I decided to get a little bit experimental with my spinning this past weekend and try my hand at art yarn. I really like the way art yarn looks, and I love the spontaneity that goes into making it, but I've been focused on getting my fundamentals down and haven't tried to make any myself yet. The Interweave store has recently started carrying Jacey Boggs' Sit and Spin DVD (you may remember Jacey's fabulous coils from the cover of the Winter 2009 Spin-Off), so I took a copy home this weekend to check it out.
This DVD is just the creative kick-in-the-pants that I needed to start experimenting at the wheel. The five segments of the DVD cover different art yarn techniques from puffs to coils to wraps and beyond, and there are several different yarns created using each technique. This DVD is fun and funky and a great introduction to art yarn. Jacey's teaching style is calm and logical, and I found myself ready to try out techniques right away. I decided to have a go at cocoons (from the "puffs" category) because they seemed fun but not too advanced. You can see my results in the photo at left—made from gray alpaca with green mystery-stash-wool cocoons.
A cocoon yarn is basically a singles yarn of whatever size and style you choose with fun puffs of fiber added in every now and then. Here are the basic steps (I also attempted some illustrations):
- As you're spinning your singles yarn (blue), stop wherever you'd like to place a cocoon (green).
- Split your fiber supply and sandwich in the tips of your cocoon fiber, holding the cocoon fiber perpendicular to your singles (A).
- Roll the singles yarn along your fingertips while feeding in cocoon fiber from the side—your cocoon will begin to build around your singles yarn. Keep rolling until you've got a cocoon you like—they can be as big or as small, as short or as long as you want (B).
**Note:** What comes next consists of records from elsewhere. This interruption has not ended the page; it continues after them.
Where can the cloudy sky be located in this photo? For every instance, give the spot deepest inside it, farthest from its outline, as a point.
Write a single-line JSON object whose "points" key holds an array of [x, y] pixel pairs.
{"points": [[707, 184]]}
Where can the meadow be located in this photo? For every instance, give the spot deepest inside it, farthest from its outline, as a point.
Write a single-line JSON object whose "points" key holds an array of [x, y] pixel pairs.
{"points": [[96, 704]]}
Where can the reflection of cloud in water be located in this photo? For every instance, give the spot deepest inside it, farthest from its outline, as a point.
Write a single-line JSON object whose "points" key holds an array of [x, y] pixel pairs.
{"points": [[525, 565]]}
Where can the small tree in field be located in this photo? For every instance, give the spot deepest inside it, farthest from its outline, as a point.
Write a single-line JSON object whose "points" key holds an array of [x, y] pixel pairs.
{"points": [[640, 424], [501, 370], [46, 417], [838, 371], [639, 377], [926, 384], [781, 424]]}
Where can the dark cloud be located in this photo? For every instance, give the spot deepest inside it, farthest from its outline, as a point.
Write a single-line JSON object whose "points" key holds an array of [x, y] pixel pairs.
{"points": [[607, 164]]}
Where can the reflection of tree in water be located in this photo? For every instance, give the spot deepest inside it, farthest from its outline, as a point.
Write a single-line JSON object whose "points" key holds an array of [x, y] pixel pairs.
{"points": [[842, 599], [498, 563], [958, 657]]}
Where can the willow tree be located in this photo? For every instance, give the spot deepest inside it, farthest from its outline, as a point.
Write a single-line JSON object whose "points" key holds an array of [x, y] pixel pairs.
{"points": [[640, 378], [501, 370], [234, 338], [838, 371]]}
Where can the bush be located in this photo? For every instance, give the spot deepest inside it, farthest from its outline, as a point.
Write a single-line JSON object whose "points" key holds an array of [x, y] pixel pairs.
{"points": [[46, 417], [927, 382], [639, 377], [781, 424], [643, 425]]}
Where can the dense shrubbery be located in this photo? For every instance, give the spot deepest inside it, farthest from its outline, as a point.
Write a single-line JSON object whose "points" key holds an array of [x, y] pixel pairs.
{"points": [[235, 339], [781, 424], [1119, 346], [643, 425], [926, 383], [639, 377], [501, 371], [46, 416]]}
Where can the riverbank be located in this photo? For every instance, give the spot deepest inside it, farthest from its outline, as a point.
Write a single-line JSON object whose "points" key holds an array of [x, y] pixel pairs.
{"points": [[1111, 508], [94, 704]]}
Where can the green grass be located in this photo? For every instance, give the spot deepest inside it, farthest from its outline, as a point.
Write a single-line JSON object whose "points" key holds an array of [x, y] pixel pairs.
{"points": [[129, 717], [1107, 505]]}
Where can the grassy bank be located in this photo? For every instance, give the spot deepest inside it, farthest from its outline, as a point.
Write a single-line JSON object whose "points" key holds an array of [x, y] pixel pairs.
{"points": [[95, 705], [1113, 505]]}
- When you've got a good cocoon, break off your singles fiber below the cocoon. While treadling, hold your singles fiber perpendicular to your single and let the tips draft on around the very base of your cocoon. This 90-degree draft-on helps secure the cocoon in place and begins your new stretch of singles yarn (C).
- Spin some more yarn and add more cocoons when you're ready!
I think the hardest part of this technique is getting your hands and your various fiber bits to work together. It took me about half an hour to get my hands, my brain, and my fiber all on the same page, but I'm feeling pretty confident now, and I like how this yarn is turning out—I'm thinking about making a hat out of it. I'd love to hear about your experiments with art yarn—and see photos!